Who guards the guards while they’re guarding the rest of us? So asked the Roman poet Juvenal. Giltrow offers a wrinkle: If the guards are criminals to begin with, top dogs in a “self-regulating society made up of other criminals,” then who are the criminals, and why bother guarding them? No matter: She ably imagines a near-future republic of miscreants that exists alongside our own. The Program, as it’s called, is impregnable—supposedly. Populated by the dregs of society—supposedly—it allows no entry or exit. That’s before elegant socialite Charlotte Alton goes all Batman, of course, and in her alter ego as the tough sociopath Karla, helps insinuate the even tougher sniper and spook-on-the-run Simon Johanssen into a place run by an archfiend who’s tougher still, a “professional criminal, gangster, murderer” who wants Simon dead.
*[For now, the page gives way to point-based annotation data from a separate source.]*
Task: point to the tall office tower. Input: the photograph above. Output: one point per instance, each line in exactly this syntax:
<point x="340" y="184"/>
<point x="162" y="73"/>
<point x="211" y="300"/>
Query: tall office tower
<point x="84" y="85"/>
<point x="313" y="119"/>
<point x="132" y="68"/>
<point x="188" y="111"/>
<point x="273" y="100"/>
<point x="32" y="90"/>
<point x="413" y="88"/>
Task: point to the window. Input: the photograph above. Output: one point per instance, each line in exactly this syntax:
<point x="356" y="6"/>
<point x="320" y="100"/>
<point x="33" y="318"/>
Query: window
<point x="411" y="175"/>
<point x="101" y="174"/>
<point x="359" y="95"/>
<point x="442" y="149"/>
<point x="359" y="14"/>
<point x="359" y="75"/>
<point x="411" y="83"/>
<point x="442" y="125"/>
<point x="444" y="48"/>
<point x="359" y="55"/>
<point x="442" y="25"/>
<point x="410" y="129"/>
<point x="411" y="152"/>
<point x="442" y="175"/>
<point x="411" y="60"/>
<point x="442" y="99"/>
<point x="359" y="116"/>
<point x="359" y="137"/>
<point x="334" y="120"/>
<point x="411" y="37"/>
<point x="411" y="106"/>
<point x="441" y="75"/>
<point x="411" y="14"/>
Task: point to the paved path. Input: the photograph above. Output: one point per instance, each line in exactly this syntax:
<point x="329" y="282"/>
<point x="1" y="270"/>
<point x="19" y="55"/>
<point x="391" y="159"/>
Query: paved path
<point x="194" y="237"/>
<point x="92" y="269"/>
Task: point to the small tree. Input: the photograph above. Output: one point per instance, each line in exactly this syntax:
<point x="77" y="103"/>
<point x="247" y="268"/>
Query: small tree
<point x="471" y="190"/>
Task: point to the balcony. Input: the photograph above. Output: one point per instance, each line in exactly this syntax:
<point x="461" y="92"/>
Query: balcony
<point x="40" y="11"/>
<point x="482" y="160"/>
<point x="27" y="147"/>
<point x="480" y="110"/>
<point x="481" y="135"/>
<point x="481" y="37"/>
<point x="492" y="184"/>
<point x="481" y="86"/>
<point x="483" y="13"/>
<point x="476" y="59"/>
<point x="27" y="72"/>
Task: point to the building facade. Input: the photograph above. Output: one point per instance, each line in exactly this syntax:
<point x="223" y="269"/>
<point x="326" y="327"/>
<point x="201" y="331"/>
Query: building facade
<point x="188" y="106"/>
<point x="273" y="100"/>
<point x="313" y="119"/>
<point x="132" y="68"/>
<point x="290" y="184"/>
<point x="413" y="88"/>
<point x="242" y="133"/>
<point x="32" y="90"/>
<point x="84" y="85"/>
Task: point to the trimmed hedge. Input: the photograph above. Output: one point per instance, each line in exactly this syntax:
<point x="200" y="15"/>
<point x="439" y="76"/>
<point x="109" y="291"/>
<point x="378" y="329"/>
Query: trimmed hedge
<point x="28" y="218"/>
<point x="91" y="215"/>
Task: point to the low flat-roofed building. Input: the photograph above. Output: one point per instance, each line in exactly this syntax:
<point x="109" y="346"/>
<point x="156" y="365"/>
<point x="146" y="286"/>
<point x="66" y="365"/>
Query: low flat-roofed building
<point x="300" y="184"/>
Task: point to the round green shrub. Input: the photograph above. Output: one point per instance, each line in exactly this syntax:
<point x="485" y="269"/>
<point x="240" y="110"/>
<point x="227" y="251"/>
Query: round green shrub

Now, why would Simon, who certainly takes his lumps in this tale, want to go to such an uninviting place? Apparently, because some sniper justice needs to be visited on a woman who has done Very Bad Things, a sentiment that seems to be widely shared. But hasn’t everyone in The Program done such VBTs? Well, there’s the question. The cat and mouse that ensues is satisfying though not without flaws: Giltrow’s characters can’t stop gabbing, the narrative suffers from occasional patches of overwriting (“But my brain won’t let me sleep: I lie there while the thoughts tick in my head, metronomic, insistent, like the drip of a tap”), and it stretches credulity and patience for everyone in the story to nurse a secret-life back story. Still, Giltrow’s villains are just right (who doesn’t hate medical insurers, for one thing?), and the worldbuilding she does in imagining The Program to begin with is worthy of a well-made sci-fi yarn, pushing genre bounds in interesting ways.

Well done overall. A pleasurable, complex read that runs a touch long—and, as Giltrow reminds us, “It is all about distance.”